Guest post by Textor
Fidel is dead.
The Leader has gone. The tyrant has perished.
Tears in Havana. Cheers in Miami.
And so the story goes on.
To listen to the commentators and read the headlines it all comes across so easily. At best the consensus allows that Cuban health care was good, the spread of literacy and education in Fidel’s fifty years of power was good; but all done at a terrible cost. Physical violence by the secret police, suppression of dissent, lack of a free state, a cult of leadership and countless executions were all blights of such a magnitude that the gains pale into virtual insignificance. The revolt of the late 1950s might well have started from a high idealistic point, they say, the removal of Batista was needed but not at any cost. If decent moral men had only got together things could have been so different. This takes us to the nub of the problem, a liberal dilemma which centres on the sense that if only idealists and revolutionaries could be a bit more like “us” and allow a broad spectrum of opinion, a “free press”, political opposition etc. If only they would let people get on with their daily lives. Toleration they say is all that is required.
What the liberal spirit fails to answer is the question what is a state to do if in seeking to change fundamental political relations with both internal and external powers it comes up against deep-seated opposition which uses military and economic strength to stop change. Will openness to liberal values advance a cause? Will, as would have been the case in Cuba, having a “balanced” debate with greater financial powers of Batista and his backers be helpful? Or should the new proto-state not only arm itself against enemies but use extreme force to root out all who would destroy it? The same problem faced the French Revolution when reaction of the 1790s threatened to roll back gains. Was the “Terror” wrong, would it have been better if a re-born Ancien Regime had gained the upper hand, which we might speculate would have been equally bloody? And when the Bolsheviks instituted bloody force during the Civil War would it have been better for them to relinquish power or compromise with the Whites and the intervening powers, find a “middle way” with high moral values and respect for the individual? In situations of radical political change, where fundamental property and economic structures are being re-made is there really a half-way house, where we can all agree and no one is harmed or is this a lie which first obscures, then denies and finally reintroduces the injustices and inequalities of the regime under attack?

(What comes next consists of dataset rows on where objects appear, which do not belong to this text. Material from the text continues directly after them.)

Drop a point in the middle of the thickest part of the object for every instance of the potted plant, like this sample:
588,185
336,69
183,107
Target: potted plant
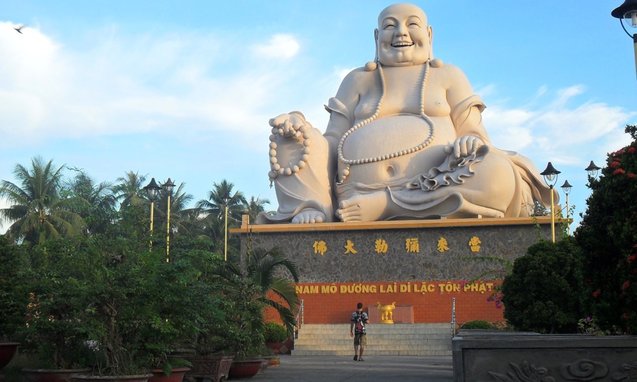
248,292
120,292
13,297
57,324
275,336
204,349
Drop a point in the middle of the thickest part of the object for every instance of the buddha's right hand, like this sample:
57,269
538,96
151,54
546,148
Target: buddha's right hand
290,125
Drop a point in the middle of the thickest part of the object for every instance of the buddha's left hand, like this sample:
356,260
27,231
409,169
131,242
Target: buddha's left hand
465,146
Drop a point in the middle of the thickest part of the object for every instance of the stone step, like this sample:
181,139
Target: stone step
382,339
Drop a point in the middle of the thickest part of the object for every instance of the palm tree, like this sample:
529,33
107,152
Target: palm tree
221,196
264,268
128,189
94,202
255,206
37,211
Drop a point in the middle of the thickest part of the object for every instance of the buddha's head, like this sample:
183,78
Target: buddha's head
403,36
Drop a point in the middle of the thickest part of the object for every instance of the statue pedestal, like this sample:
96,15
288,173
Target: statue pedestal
422,263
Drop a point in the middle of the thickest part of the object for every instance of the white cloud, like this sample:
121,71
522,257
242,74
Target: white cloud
558,132
124,85
280,46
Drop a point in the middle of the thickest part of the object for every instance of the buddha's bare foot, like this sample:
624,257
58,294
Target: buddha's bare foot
363,207
309,215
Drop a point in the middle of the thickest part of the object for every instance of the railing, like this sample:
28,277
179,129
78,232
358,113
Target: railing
453,316
300,318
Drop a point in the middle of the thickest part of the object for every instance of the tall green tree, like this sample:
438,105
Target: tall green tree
254,206
93,201
608,237
272,274
37,211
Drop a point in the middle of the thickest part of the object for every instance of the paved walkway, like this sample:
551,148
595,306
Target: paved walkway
344,369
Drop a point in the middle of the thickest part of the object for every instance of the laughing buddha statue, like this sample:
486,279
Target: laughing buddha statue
405,140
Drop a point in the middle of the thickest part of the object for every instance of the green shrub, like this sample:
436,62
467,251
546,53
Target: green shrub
544,292
275,332
478,324
608,238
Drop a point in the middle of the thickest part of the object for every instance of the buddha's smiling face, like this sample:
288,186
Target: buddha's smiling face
403,37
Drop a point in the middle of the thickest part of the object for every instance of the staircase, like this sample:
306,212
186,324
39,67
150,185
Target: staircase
382,339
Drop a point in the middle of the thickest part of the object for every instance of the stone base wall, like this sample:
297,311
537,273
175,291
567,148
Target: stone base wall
490,356
426,264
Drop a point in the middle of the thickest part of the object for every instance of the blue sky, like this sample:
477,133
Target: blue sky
185,89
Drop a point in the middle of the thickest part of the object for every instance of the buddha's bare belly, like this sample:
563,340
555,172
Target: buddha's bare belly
395,134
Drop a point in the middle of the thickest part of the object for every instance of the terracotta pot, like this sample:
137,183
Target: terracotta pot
213,366
274,361
7,350
177,375
52,375
245,368
112,378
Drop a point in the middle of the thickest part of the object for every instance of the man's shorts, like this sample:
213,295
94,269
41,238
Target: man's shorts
360,339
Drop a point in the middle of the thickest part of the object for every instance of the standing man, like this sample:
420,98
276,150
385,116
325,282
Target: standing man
357,330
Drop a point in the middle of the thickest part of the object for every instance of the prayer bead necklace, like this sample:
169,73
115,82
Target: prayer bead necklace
302,136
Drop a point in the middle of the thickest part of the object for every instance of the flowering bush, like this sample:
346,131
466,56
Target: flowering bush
608,238
544,292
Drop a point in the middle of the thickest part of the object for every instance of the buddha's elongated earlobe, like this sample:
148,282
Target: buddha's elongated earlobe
372,65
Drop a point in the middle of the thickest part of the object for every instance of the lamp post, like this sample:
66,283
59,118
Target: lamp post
152,189
550,177
168,186
592,170
628,10
225,222
566,187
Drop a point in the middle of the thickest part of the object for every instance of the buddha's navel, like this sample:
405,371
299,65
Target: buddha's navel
391,171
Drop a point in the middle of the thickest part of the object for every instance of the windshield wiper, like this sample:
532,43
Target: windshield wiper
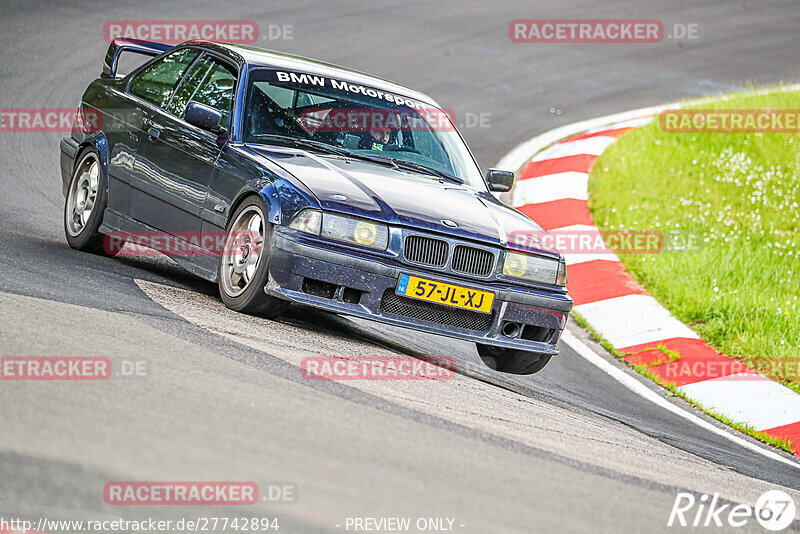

What liberal opinion in the west fails to acknowledge is the extent to which its freedoms and material well-being have been and are dependent upon a bloody and brutal swathe cut across history. Yes there have been huge gains in material well-being in western societies but at what cost? Ignoring the impending global devastation of Climate Change the history of the modern material world (the surpluses necessary for capital accumulation) was generated via slavery, devastated urban and rural populations, famines, genocides and wars. But that, they say, was then, this is now. We know better. However, the comforts, now rapidly shrinking for millions, were born of this brutality and history marches on. High liberal values of the west have not stopped wars. Capital in its various forms ceaselessly searches the world for opportunity; labour is there to be exploited brutally or otherwise depending upon circumstances. Nation states arm themselves to the teeth to defend their interests. These, as well as the liberal values of the free press, right of political dissent are components which make up the worlds we inhabit.
Fairness will not carry the day. Can we expect economic power to be relinquished through a gentle Socratic dialogue? Was there no brutality marching on in 18th century France? Was the opposition of Louis XVI and his class simply based on a misunderstanding? And the Tsar if only he had sat round the table with moderate men in a convivial atmosphere then the Soviet regime, and even Hitler some say, would not have happened. Then Fidel, surely Batista with the backing of the USA could have shared a cigar, had a decent coffee and worked out a deal to make everybody happy.
What if?
What if history had not happened.
What if we could start before the Fall and have our Maker use a different Road Map.